The Foresters Arms, Hampton Wick

Please note that due to Copyright Trolls, all images have been removed until I can manually review them, one by one, and ensure credit is appropriately displayed. So if the story suddenly makes no sense, then...well...soz.

This is a long process, so please bear with will likely take until the end of 2024 until all images are reviewed and displayed correctly. Sigh.

Please note that this review is from November 20, 2018 and may be out of date...restaurants sometimes get better, get worse, employ a new chef or end up with new management.

Ladies and Gentlemen.

This week, in the national interest, I set out to review a Sunday roast at The Foresters Arms in Hampton. Chosen by random number generator which apparently according to arch-Brexiter, Steve Baker, is a suitable way to choose a Prime Minister.

There are many ways I could start the review, though the most striking candidates are all rants – should I start with a rant about the buffoonery of leaving the EU? Or maybe I should start by reminding you how bad last Sunday’s roast dinner was? Or maybe I should talk about Piegate, and my insulting, unprofessional, disrespectful and unnecessary suggestion that Corbyn might nationalise pie shops, leaving people with only Pukka Pies?

But no, my long-suffering friends (aka people I met once whilst off my nut in a nightclub 10 years ago) on Facebook are tormented on an almost-daily basis with my rants about being delayed on the Metropolitan line, and I feel that I should start this post with a bit of a complaint about TFL.

Hampton isn’t the easiest place to get to, with just one train every 30 minutes from London or Richmond. I had two choices – either get the Metropolitan line and go via London Waterloo, or get the Piccadilly line and go via Richmond. Both were alleging a ‘good service’, so seeing as I had had so much recent pain from the Metropolitan line, I went and waited for a Piccadilly line train.

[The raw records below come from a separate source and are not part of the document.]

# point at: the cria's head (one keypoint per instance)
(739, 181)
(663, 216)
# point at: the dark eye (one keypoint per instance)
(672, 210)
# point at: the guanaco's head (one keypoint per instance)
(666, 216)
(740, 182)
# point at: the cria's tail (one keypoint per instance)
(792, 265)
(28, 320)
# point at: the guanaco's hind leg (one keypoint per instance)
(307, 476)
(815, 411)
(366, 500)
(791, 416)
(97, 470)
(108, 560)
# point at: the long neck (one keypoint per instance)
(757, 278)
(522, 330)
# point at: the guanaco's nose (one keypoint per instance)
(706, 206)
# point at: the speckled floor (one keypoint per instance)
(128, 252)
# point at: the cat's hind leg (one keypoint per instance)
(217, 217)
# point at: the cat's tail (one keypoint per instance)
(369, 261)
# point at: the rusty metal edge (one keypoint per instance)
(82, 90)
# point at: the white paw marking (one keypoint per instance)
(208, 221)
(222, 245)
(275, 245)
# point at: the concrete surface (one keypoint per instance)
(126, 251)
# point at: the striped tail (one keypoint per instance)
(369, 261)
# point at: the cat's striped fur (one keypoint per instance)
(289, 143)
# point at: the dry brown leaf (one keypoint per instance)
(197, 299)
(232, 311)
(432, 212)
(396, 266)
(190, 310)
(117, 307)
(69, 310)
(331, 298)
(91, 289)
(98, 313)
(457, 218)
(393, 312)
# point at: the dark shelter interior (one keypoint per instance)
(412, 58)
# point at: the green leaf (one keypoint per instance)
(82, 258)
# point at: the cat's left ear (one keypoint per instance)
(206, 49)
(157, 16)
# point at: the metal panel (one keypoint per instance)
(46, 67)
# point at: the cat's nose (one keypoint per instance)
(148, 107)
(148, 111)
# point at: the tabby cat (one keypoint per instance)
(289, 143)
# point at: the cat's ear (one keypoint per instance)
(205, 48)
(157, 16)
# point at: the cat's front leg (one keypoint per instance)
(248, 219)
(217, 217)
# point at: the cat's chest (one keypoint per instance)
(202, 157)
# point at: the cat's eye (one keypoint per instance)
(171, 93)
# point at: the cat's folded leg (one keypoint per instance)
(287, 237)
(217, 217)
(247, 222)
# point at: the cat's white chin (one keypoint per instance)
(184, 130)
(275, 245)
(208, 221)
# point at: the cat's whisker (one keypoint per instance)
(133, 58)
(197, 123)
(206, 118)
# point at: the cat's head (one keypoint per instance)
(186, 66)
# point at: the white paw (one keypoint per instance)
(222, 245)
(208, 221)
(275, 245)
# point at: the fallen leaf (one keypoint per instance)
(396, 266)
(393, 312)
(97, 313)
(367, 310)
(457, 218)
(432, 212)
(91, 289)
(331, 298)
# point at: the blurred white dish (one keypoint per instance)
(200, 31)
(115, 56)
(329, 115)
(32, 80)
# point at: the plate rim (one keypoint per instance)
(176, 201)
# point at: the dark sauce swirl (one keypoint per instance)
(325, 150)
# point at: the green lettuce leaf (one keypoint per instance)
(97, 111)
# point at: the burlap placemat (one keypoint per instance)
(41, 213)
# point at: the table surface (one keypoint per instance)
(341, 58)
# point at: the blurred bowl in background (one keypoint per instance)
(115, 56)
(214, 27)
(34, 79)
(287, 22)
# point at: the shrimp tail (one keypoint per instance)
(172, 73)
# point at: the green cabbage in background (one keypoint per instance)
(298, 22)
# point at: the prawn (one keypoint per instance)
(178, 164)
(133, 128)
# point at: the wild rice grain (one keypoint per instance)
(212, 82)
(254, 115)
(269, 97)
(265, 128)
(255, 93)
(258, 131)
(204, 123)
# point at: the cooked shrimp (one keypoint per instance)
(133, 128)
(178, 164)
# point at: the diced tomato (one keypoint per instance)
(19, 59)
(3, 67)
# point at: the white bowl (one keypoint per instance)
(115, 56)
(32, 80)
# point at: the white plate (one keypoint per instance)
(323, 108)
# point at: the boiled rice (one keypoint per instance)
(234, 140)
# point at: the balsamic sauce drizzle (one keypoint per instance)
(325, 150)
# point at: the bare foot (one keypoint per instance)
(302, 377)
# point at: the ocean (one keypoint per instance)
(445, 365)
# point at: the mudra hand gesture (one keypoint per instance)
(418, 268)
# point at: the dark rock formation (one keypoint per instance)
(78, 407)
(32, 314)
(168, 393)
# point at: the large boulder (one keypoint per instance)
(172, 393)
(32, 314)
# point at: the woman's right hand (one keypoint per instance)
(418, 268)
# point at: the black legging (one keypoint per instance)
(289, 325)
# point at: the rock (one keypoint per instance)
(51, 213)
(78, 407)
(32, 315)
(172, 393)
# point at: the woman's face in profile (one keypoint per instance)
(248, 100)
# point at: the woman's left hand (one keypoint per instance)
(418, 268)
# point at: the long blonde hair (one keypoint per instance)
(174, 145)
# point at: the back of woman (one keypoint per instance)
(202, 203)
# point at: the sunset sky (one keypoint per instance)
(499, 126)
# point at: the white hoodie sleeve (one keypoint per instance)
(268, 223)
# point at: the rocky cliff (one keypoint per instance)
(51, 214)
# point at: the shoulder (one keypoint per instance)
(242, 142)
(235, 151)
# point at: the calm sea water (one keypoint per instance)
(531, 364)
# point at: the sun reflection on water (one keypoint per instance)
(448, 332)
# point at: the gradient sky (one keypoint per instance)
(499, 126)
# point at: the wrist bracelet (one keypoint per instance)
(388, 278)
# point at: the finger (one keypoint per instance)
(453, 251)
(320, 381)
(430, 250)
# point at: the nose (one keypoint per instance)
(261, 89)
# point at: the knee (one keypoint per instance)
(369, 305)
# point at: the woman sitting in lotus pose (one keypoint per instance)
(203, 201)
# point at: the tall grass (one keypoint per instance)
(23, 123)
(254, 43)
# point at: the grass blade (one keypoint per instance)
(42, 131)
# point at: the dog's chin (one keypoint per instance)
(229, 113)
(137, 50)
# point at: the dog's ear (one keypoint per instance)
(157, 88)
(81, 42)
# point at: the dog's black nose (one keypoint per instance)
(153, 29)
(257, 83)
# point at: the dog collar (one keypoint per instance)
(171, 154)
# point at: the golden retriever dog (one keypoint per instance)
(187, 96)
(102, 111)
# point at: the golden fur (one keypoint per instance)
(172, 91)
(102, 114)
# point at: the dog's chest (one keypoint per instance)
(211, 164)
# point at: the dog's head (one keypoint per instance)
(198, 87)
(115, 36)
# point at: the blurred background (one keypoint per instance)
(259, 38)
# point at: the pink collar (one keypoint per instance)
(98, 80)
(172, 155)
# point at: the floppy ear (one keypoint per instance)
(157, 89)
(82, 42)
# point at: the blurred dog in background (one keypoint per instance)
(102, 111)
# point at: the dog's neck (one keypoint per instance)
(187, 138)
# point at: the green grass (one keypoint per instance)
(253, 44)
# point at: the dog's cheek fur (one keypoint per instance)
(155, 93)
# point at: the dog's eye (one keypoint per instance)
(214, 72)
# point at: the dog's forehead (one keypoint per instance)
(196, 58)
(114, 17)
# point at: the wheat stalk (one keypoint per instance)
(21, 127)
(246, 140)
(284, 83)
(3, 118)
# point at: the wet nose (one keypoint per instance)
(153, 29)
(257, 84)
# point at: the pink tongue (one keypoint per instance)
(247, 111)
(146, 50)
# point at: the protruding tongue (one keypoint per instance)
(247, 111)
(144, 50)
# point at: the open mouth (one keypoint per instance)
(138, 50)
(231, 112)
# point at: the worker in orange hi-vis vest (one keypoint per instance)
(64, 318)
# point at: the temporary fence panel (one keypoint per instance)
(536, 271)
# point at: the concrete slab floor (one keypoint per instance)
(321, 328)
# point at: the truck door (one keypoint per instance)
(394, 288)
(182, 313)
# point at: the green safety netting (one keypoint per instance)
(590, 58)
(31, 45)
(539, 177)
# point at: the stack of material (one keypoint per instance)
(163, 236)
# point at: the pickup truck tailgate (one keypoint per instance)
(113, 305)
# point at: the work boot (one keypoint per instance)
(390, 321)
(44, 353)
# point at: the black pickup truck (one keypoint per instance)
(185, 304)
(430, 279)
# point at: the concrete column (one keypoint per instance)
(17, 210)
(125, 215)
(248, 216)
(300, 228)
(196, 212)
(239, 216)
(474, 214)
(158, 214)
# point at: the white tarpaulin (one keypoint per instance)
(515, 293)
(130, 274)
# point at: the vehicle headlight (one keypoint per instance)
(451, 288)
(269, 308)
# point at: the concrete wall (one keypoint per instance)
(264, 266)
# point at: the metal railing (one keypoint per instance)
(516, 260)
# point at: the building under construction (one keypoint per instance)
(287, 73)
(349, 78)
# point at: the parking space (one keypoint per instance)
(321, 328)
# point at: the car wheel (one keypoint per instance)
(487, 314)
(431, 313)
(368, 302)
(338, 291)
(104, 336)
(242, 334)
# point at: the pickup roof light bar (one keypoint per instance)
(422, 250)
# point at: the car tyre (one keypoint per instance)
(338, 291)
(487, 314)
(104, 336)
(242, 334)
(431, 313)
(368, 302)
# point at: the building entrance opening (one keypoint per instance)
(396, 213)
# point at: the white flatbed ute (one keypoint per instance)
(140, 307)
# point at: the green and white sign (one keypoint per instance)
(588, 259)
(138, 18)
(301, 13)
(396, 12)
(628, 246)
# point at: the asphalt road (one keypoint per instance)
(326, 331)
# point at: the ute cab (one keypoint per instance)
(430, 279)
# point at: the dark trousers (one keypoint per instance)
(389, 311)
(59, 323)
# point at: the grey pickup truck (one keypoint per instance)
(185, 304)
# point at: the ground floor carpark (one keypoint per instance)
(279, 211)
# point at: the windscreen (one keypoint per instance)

25 minutes later, one turned up.

Which meant I missed my connecting train to Hampton. There is a point to this story – I can see you reaching for the close button already (just wait until I stop taking the piss out of politicians and replace it with analysis of government tax policy, as my complainer requested). I was going to be late for my booked table.

Being a vaguely decent human being (and a Tory) I thought I should call the venue to advise that I’d be around 30 minutes late. Some slight confusion and near-consternation ensued, but after a short wait they decided that shortening the time that we had the table was acceptable. I was an hour into my journey and I wasn’t keen on having to find somewhere new!

I arrived into Hampton Wick a whole two hours after I had set off (why the fuck do I do this blog?), had a short walk down the road and found The Foresters Arms. At the time I assumed that this would thankfully be my one and only visit to Hampton, but I have since realised that I have another venue in Hampton on my to-do list. Have any of you ever heard of Hampton, let alone visited? Is there any point in me reviewing another place in the Jacob Rees-Mogg end of nowhere? Apart from the national interest. I know how Theresa May feels sometimes.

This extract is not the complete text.